The consistent thing he observed was people carrying their belongings in worn plastic bags or beat-up suitcases. So he set out to create a useful backpack for the homeless who either move from shelter to shelter or spend the night on the street.

“It’s really a great idea,” says Ed Shurna, executive director of the Chicago Coalition for the Homeless. “It’s not something that will keep people off the streets, but it will make their lives a little more tolerable.”

Thanks to the Citypak Project, 2,000 backpacks were distributed at homeless shelters and other locations last week. The sturdy and versatile bags were designed and manufactured by Gurnee-based High Sierra Sport Company.

“Yes, it will be a very big help,” said Rosemary Howell, 61, who received a pack last week at Catholic Charities’ downtown location. “I need it because I’m disabled, and carrying more than one item is very difficult.”

Stanley Cole, 52, explored the pack’s features and added, “We need more people to be creative like this.”

Kaplan, 61, is the co-founder of Monterey International, a music-booking agency with a roster that includes Van Morrison, Bonnie Raitt, Los Lobos, Buddy Guy and David Lee Roth.
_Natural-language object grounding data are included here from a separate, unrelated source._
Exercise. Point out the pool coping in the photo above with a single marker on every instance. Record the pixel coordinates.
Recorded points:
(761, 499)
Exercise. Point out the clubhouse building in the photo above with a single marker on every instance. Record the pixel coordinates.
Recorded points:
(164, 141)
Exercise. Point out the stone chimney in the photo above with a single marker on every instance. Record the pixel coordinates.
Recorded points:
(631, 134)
He would often see people carrying their belongings “in unpractical ways” as he commuted by bike from his Bucktown home to his downtown office.

After researching the idea to see if it already had been done (it hadn’t as far as he could tell), Kaplan turned to Shurna for help with the design. They showed a group of homeless people an early design of the backpack, asking them what they could do to make it more useful. Ideas flowed.
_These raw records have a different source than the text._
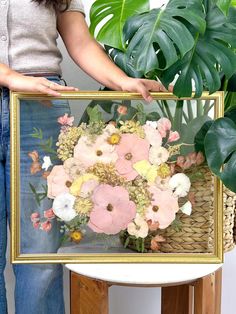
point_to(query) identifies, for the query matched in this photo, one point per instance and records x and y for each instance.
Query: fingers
(144, 91)
(46, 90)
(53, 89)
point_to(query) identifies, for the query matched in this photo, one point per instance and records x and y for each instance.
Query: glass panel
(115, 176)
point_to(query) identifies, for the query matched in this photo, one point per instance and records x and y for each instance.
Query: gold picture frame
(18, 258)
After several revisions, High Sierra designers created the final design. The pack is made of ballistic nylon, a sturdy material that resists abrasion and tearing. Among the features are a large waterproof main compartment with a secure closure, several easily accessible outer pockets, a place for a name, a poncho that goes over pack and person, a water bottle pocket and a tether to discourage stealing when the carrier is asleep.

“Even if they spend a night in a shelter, they have to leave the next day and can’t come back until night,” Kaplan said. “They have to take everything they own with them. With everyone’s help we created a design that will keep it all safe, from clothes to important documents.”

When they ran the backpack idea past shelters and other organizations, the response was overwhelmingly positive. “It’s normal to get donations of clothes and food but not backpacks, much less a well-made, useful bag,” Shurna says.

The first run of the backpacks was funded by SBK, which has made donations to Habitat for Humanity’s Musician’s Village in New Orleans, MusiCares, Rock for Kids and Camp Heartland. Phase two of the project is to design a bag for the public; for each one sold, one will be given to the homeless. Kaplan also likes the idea of having Chicago artists add designs to the packs.

“What’s interesting is that this idea is getting out there,” Kaplan says. “People from other cities are calling and asking how they can get the packs. We want to keep Citypak alive in Chicago and hopefully grow it to other cities.”